Der Plastiksack gehört in den Kompost

Der Plastiksack gehört in den Kompost

Der Plastiksack gehört in den Kompost

Auf unserem Planeten wird immer mehr Abfall produziert. Ein beträchtlicher Teil davon sind Plastiktüten, die nur sehr schwer abbaubar sind. In einigen Ländern wurden sie deshalb schon verboten. Doch es gibt Alternativen. Die Westschweizer Firma BioApply hat biologisch abbaubare Taschen entwickelt.

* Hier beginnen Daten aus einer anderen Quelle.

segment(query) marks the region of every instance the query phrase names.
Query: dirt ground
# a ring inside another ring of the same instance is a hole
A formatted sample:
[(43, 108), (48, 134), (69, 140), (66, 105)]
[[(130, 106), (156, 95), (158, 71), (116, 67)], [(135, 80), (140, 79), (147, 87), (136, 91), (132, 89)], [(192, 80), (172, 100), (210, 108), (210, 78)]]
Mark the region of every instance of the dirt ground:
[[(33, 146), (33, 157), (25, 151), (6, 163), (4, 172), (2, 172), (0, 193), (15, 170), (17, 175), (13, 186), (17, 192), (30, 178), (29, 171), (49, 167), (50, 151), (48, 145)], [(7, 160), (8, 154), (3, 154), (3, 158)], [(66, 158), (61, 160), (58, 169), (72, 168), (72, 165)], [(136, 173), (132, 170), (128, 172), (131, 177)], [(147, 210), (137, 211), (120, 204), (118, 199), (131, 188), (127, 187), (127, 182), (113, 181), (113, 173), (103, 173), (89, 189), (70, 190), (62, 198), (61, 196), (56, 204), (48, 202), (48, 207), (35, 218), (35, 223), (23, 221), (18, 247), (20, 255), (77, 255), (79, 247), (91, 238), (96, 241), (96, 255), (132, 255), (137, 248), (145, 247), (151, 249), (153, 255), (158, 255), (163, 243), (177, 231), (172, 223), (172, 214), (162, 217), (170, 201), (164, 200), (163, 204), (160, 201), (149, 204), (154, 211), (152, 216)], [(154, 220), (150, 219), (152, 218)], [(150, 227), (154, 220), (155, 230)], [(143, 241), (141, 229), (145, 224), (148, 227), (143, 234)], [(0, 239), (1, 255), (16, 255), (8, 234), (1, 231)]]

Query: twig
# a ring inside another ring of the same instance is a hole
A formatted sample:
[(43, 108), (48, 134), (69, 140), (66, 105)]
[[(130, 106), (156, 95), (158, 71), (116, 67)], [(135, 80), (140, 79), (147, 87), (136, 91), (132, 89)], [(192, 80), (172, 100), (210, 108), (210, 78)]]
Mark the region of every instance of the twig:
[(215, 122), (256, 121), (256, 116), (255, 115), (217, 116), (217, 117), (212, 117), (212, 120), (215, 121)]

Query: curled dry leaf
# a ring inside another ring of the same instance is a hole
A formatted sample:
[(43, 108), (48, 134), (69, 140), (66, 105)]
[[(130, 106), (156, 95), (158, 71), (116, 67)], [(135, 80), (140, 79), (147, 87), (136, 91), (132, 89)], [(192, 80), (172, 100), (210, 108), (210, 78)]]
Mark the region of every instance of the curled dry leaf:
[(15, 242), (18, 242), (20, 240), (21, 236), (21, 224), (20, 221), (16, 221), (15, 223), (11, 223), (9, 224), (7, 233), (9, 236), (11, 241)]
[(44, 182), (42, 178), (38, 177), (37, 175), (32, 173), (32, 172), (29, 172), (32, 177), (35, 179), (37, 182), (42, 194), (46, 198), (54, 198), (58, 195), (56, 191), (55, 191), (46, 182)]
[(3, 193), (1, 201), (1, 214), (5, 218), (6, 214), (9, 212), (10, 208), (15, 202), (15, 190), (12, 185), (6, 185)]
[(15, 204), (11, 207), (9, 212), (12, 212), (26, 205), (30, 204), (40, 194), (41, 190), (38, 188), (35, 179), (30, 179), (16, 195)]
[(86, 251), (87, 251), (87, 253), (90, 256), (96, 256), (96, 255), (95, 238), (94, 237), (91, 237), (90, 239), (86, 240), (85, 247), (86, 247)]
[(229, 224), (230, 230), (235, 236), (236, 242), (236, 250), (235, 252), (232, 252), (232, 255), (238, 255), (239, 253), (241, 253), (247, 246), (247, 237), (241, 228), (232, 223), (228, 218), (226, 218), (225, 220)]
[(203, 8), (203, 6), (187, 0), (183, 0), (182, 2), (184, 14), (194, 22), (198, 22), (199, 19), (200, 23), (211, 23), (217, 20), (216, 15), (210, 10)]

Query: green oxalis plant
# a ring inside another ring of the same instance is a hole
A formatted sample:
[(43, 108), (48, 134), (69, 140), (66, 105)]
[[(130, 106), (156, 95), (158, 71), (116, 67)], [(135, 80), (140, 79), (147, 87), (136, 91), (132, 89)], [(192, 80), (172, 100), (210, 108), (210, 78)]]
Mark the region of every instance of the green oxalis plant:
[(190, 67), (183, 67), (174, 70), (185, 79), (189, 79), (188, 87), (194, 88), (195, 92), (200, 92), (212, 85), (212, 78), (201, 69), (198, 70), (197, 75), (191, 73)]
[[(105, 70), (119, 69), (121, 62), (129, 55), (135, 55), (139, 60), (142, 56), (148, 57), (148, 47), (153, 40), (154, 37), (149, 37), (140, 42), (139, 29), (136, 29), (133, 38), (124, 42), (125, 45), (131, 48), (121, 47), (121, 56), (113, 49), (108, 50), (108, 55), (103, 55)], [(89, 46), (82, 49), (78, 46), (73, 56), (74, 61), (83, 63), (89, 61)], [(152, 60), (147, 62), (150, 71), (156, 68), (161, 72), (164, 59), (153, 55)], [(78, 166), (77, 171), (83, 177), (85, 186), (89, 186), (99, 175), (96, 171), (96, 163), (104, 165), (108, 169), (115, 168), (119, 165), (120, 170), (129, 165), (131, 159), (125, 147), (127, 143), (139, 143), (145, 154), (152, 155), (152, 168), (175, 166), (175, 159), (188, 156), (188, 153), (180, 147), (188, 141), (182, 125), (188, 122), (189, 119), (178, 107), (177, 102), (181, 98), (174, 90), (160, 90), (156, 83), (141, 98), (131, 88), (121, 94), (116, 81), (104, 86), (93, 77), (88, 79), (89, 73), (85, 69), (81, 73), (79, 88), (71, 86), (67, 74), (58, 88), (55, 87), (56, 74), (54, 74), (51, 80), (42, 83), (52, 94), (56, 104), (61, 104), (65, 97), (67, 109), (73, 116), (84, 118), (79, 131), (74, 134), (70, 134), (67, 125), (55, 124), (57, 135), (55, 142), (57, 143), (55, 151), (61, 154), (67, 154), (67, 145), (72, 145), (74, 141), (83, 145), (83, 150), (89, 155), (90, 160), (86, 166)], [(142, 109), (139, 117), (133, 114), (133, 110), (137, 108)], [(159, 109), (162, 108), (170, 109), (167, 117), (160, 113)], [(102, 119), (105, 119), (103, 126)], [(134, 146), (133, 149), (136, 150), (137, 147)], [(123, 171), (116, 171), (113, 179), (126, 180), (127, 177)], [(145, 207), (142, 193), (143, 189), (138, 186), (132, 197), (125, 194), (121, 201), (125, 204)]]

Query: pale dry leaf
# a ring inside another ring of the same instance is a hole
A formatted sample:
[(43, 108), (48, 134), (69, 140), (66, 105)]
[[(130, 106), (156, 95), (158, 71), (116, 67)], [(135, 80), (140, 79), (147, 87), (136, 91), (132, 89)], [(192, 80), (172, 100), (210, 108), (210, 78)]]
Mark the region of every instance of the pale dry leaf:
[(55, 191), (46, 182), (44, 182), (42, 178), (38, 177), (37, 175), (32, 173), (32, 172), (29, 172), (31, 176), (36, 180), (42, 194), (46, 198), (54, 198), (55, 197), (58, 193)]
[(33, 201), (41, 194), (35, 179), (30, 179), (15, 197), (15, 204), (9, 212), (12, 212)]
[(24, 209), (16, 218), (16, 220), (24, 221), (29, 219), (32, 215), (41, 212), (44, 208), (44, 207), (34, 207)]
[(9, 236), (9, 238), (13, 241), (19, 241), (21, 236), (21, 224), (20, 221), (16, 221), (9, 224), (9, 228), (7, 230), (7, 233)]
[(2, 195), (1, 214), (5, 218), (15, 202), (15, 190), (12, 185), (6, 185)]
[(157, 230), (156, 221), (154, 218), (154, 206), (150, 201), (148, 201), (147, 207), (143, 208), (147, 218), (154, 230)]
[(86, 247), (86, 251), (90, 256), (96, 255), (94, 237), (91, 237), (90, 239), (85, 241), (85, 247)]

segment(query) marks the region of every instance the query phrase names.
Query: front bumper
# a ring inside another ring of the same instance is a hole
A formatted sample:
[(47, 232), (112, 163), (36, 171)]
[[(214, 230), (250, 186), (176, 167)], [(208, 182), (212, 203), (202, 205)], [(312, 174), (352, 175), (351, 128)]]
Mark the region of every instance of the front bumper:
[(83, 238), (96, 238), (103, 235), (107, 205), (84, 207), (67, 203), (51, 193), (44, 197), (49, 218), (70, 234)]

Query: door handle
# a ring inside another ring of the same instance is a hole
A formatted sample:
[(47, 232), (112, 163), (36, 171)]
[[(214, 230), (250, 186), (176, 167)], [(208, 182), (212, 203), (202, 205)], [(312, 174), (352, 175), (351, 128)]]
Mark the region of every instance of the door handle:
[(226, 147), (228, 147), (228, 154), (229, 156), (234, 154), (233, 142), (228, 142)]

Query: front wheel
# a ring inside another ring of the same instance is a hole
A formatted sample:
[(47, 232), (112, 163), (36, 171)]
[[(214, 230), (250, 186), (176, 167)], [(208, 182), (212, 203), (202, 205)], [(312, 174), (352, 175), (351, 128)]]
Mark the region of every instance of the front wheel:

Herkömmliche Plastiktüten, die täglich millionenfach die Supermärkte in aller Welt mit Waren gefüllt verlassen, haben eine durchschnittliche Lebensdauer von 20 Minuten. Hergestellt sind sie aus Erdöl, welches sich über Millionen von Jahren gebildet hat. Bis sich ein Plastiksack vollständig zersetzt hat, dauert es 400 Jahre. Frederic Mauch nennt diese Plastiksäcke «veritable Zeitbomben.» Er hat 2006 BioApply gegründet, um die Flut der Plastiksäcke einzudämmen und diese unsägliche Verschwendung zu bekämpfen. Seine Antwort auf Plastik sind biologisch abbaubare und kompostierbare Materialien pflanzlicher Herkunft. Dafür wird in Forschung und Entwicklung für nachhaltigere Lösungen investiert. Heute verkauft die Firma aus Gland ihre biologisch abbaubaren Alternativen aus Maisstärke an große Firmen wie Swiss Bakers, Wenger, Claro, Edelweiss, Switcher, Alinghi, LeShop und viele mehr. Auf den ersten Blick kann man den Unterschied der aus Mais und Kartoffeln hergestellten Taschen zu einem «normalen» Plastiksack nicht erkennen. Der Bioplastiksack fühlt sich jedoch weicher und seidiger an als das auf Erdöl-Basis produzierte Pendant. Bei der Herstellung werden 40 Prozent weniger Energie und 10 Prozent weniger Wasser verbraucht. Ausserdem wird bei der Produktion 10 Prozent weniger CO2 freigesetzt.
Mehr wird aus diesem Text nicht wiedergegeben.